On Mon, Mar 16, 2009 at 08:50:36PM -0400, Tom Lane wrote:
> Heikki Linnakangas <heikki.linnakangas@enterprisedb.com> writes:
> > Hmm, I wonder if you could do something malicious with it.
>
> There are any number of scenarios where exposing the client command-line
> contents to other database users represents a security hole, quite
> independently of whether anything falls over depending on the line
> contents. (I wonder whether there are any Oracle clients that accept
> a password on the command line, for instance.)
Note that you're talking about the whole command line, whereas oracle
apparently talks about the "program name" (argv[0]). Normally the
commandline in memory has NUL characters between the arguments, with
the part to the first NUL being the program name, like so:
# cat /proc/3793/cmdline |hexdump -C
00000000 2f 73 62 69 6e 2f 64 68 63 6c 69 65 6e 74 00 2d |/sbin/dhclient.-|
00000010 31 00 2d 6c 66 00 2f 76 61 72 2f 6c 69 62 2f 64 |1.-lf./var/lib/d| ^^ ^^
Whereas postgresql, in munging it's command line uses *spaces* between
each bit, meaning that anyone looking for the "program name" (argv[0])
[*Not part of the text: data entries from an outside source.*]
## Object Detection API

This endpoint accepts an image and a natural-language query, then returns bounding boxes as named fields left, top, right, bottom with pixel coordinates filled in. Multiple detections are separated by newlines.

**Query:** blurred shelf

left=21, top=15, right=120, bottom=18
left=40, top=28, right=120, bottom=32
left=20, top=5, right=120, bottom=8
is going to get the whole line. Example:
# cat /proc/4472/cmdline |hexdump -C
00000000 70 6f 73 74 67 72 65 73 3a 20 77 72 69 74 65 72 |postgres: writer|
00000010 20 70 72 6f 63 65 73 73 20 20 20 00 00 00 00 00 | process .....| ^^ ^^ ^^
Maybe someone could check if replacing the first space with a NUL
works. It shouldn't effect the ps output.
Have a nice day,
--
Martijn van Oosterhout <kleptog@svana.org> http://svana.org/kleptog/
> Please line up in a tree and maintain the heap invariant while
> boarding. Thank you for flying nlogn airlines.